When a gadget using WiFiSLAM wants to know its location, it analyzes the signal strengths and unique IDs of all the Wi-Fi networks around it. That is matched against a reference data set for the area either accessed over the Internet, or stored on the device. The estimate of location can be sharpened if a gadget moves slightly, because WiFiSLAM's algorithms can gather multiple fingerprints. Compass data and accelerometer signals capturing a person's footsteps are also used to refine the accuracy of subsequent location fixes as a person moves around. 
WiFiSLAM needs similar data to be gathered in advance inside a particular building before it can offer location fixes.
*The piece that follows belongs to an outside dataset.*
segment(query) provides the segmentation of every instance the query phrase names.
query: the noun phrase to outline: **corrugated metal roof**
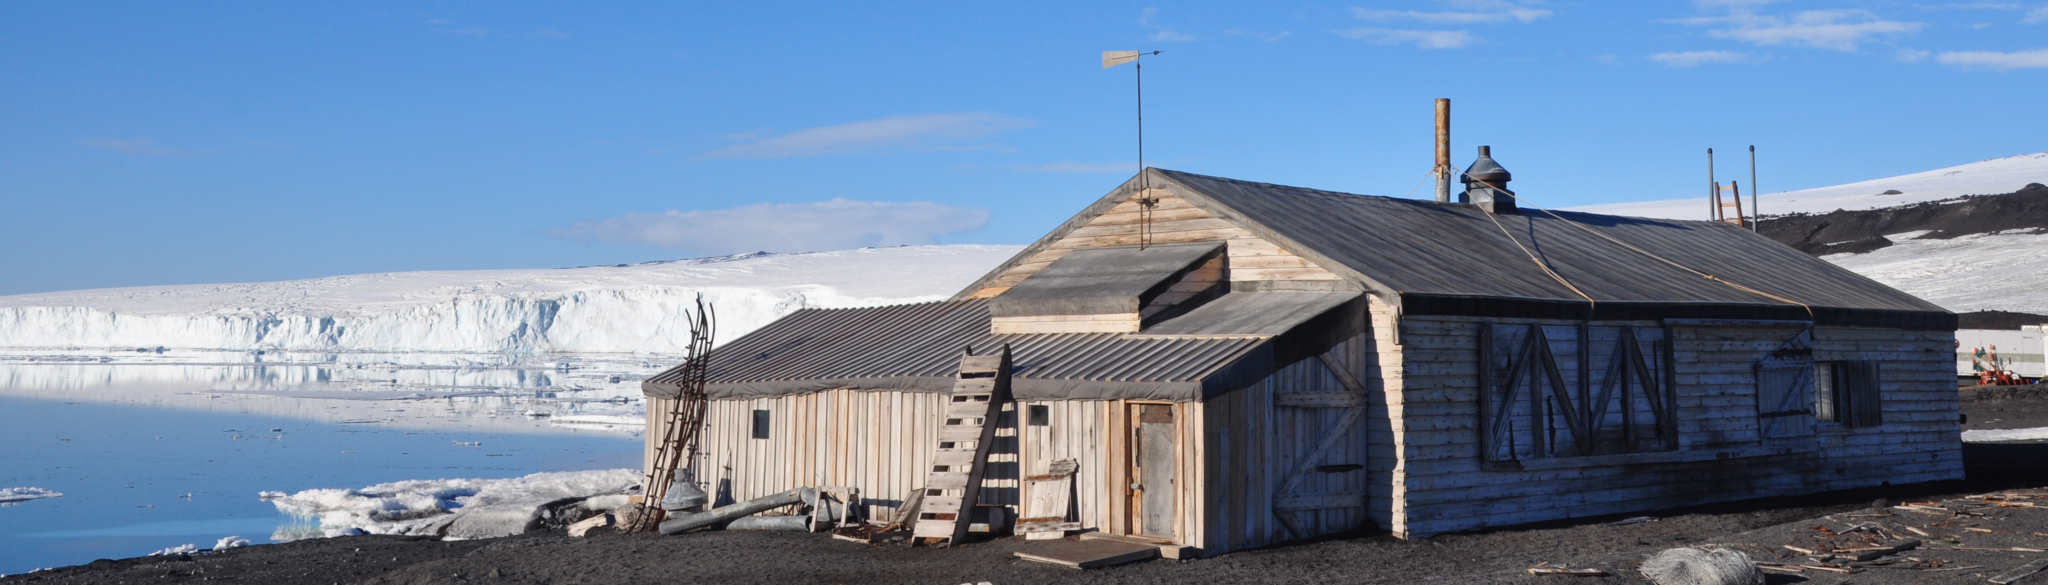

A person running another special app must walk around a building a few times, entering every room at least once. Algorithms originally developed for robot navigation process the changing pattern of Wi-Fi fingerprints and footsteps to re-create the path the person covered. That trace is then manually associated with a map of the place so that WiFiSLAM can tell a user in that environment where they are.
Other technology that uses Wi-Fi to for location sensing relied on expensive additional equipment, says Atreya. "I could walk into your building and have Wi-FI location working within an hour," he says, claiming this will allow WiFiSLAM to be rapidly adopted by many places.
Eladio Martin, a researcher at University of California, Berkeley, is part of a team developing another Wi-Fi-based location app that's accurate to 1.5 meters. Like WiFiSLAM's, Martin's team uses Wi-Fi fingerprinting and needs no equipment other than a cell phone, although it is currently just an academic project.
"Public buildings and especially those related to health care are some of the main candidates for the implementation of this technology," he says. Martin is not familiar with WiFiSLAM's implementation, but says that academic work published by members of the company suggests they could reduce the computational load of calculating traces from Wi-Fi fingerprints, which would make the technology more scalable.
WiFiSLAM plans to deploy the technology in a number of hospitals—including Stanford hospital—as well as shopping malls. The technology will initially take the form of stand-alone apps for navigation, for example, an app provided by a particular mall. However, the technology could eventually be built into apps with more general mapping functions.